Last night, Doug came to bed and said there was a mouse, a very little mouse, in the living room. It was hiding under a table, looked like a rock, but with a tail. It had noticed Doug moving, and froze. Doug caught him out the corner of his eye. Busted, little dude.
In the spring, we had a bunch of mice. We took care of the mice. Well, Doug did. I was just sad every time I heard the trap snap. It was summer then and no more mice came in to hang out. But here we are with the fall, and some new mouse action. He's resetting the traps. There was a period where we trapped a mouse or two a day. I'm wondering how many we'll get this fall.
It makes me sad though, even if we don't want mice in our house. Similar, certain bugs. I cleaned the shower this morning and there was a giant spider by the drain. Oh honey. No. You stayed so hidden for as long as it took you to get big and you ate lots of bugs, I'm sure. But no. I smooshed it, and felt bad.
They're doing the only thing they know to do - survive. I say it all the time, it's a hard world for small things. I just don't want them in my house, in my space, ya know?
Doug had a job interview today so he took the whole day off. The job was not a good fit, primarily the shitty pay and the fact it is part time (but they listed it as a full time job). 20 hours or less. So no. Even though he really wants to quit his job this would be a giant mistake. Back to the drawing board.
Since he has the whole day off, he's taking the car in for its emissions inspection. He's at the dentist right now. Some days you just take the whole day off and do all the things.
I just ran over to do bloodwork ahead of my Friday doctor's appointment. I was going to take the whole afternoon off, but changed my mind.
Hoping that 7.2 A1c has crept downward. A little worried after those 2 weeks of super high readings (wild, cold medicine induced, I think). Someone told me daily readings do not impact A1c, so, I'm hoping that is true. As of now, I'm going to post and go to bed, but the results haven't been sent yet. An update for tomorrow I betcha.
I took a couple pictures today while out at the doctor, but this one struck me as just So This Month. My super dead morning glories are still pumping out the pretty flowers.

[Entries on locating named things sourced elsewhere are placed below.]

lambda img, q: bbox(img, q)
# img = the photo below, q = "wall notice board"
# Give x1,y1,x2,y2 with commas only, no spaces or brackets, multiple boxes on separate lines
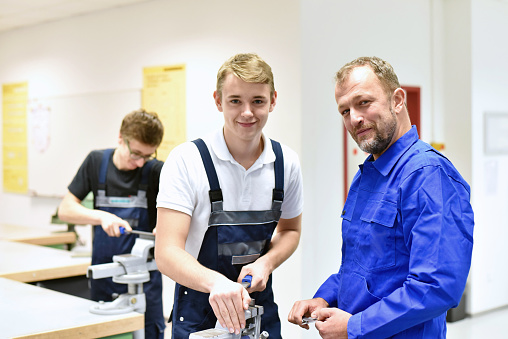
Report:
28,89,141,197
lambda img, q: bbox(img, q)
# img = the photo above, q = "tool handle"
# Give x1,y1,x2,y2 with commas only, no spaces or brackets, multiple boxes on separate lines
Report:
242,274,252,288
120,226,155,239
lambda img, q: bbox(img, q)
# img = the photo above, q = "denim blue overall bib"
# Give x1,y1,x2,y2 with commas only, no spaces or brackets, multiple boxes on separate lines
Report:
90,149,165,338
172,139,284,339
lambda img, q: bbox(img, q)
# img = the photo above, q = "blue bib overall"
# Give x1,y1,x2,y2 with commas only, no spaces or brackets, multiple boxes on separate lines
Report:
172,139,284,339
90,149,165,338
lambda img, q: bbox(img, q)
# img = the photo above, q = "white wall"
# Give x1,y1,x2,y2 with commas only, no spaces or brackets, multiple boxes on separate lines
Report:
0,0,508,339
464,0,508,314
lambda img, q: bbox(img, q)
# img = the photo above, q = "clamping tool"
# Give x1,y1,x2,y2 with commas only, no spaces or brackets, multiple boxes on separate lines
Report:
189,275,269,339
87,228,157,320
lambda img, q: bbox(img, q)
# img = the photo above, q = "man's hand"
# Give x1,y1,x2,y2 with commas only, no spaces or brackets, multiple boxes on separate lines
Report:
237,259,272,293
316,308,351,339
288,298,328,330
209,278,251,334
101,211,132,237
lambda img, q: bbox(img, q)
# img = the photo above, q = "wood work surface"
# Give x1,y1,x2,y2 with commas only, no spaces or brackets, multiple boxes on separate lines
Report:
0,240,91,282
0,278,144,339
0,224,76,245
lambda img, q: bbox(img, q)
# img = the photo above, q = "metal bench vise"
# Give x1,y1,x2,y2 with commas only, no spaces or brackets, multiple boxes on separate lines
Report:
87,231,157,314
189,275,269,339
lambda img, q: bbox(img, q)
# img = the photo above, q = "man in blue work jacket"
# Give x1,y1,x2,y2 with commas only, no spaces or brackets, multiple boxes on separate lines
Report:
288,57,474,339
58,109,165,339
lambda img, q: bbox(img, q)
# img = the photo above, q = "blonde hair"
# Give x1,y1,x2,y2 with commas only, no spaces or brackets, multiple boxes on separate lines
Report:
217,53,275,97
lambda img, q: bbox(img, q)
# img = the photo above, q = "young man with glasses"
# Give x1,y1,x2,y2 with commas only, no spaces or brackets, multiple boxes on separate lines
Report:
58,110,165,339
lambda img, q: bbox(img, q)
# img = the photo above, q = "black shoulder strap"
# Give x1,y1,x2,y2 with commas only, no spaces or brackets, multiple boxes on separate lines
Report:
192,139,223,204
270,139,284,202
99,148,113,189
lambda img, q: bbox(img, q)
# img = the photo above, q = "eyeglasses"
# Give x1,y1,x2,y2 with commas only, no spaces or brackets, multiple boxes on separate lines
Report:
123,139,157,161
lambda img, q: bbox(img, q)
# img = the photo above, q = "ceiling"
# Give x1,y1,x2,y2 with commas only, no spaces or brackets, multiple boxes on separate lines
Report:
0,0,155,33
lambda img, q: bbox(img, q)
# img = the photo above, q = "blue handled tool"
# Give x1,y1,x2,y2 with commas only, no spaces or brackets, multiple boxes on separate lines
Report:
242,274,252,288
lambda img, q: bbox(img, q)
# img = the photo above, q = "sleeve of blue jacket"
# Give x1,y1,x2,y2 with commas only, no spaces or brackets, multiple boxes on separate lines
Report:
315,166,474,338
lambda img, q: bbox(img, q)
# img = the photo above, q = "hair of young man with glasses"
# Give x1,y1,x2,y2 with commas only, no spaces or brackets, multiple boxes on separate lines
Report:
120,109,164,161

The vines grew all up the weird bush/tree thing that keeps growing back, and all the way up and over our holly bush that is like 10 feet tall. They cascade down and dangle over the sidewalk. It is all very dramatic and just what I wanted out of them. And the neighbors have beautiful trees. Digits below.
digits
exercise: Dedicated 10+10
blood glucose:
8am: 173
5pm: 193
9:30pm: 218 (kind of close to dinner, and I did have corn chips and all that...)
food:
coffee, water
11:30: chicken salad left over from yesterday
12:15: metformin
3:15: 2 good blueberry yogurt
3:45pm: some forbidden reese's mini pb cups that geoff bought me and put in the freezer.
5pm: Nachos. chips, beef, cheese, lettuce, tomatoes, avocado, sour cream, salsa
7pm: metformin+jardiance
Being sick will raise your blood sugar, and often higher numbers when you have no idea why indicates that you are coming down with something. Or nothing at all. I've been running high for a couple days, doesn't seem to be a reason. I eat basically the same things every day, yet my numbers do not indicate that at all. I fall apart at night because I am awake and hungry and bored and angry that I have diabetes and I say fuck it and eat all the things. Then I feel horrible about myself. I would kill for an a1c of 7.2.
ReplyDeletemy doctor confirmed indeed indeed indeed cold medicine will add 100 points even if it is the sugar free kind.
Deletedo not feel horrible. don't. what's your A1c now. and can you get it to go down like .2 ... I know you don't drink, but what can we think of other than the usual bullshit "lose weight" stuff.
not eating all the stuff is the hardest. all i would love right now is to finish the mashed potatoes i just put away, and the ring dings geoff got. all of it. ALL OF IT. and a beer. it is friday night after all.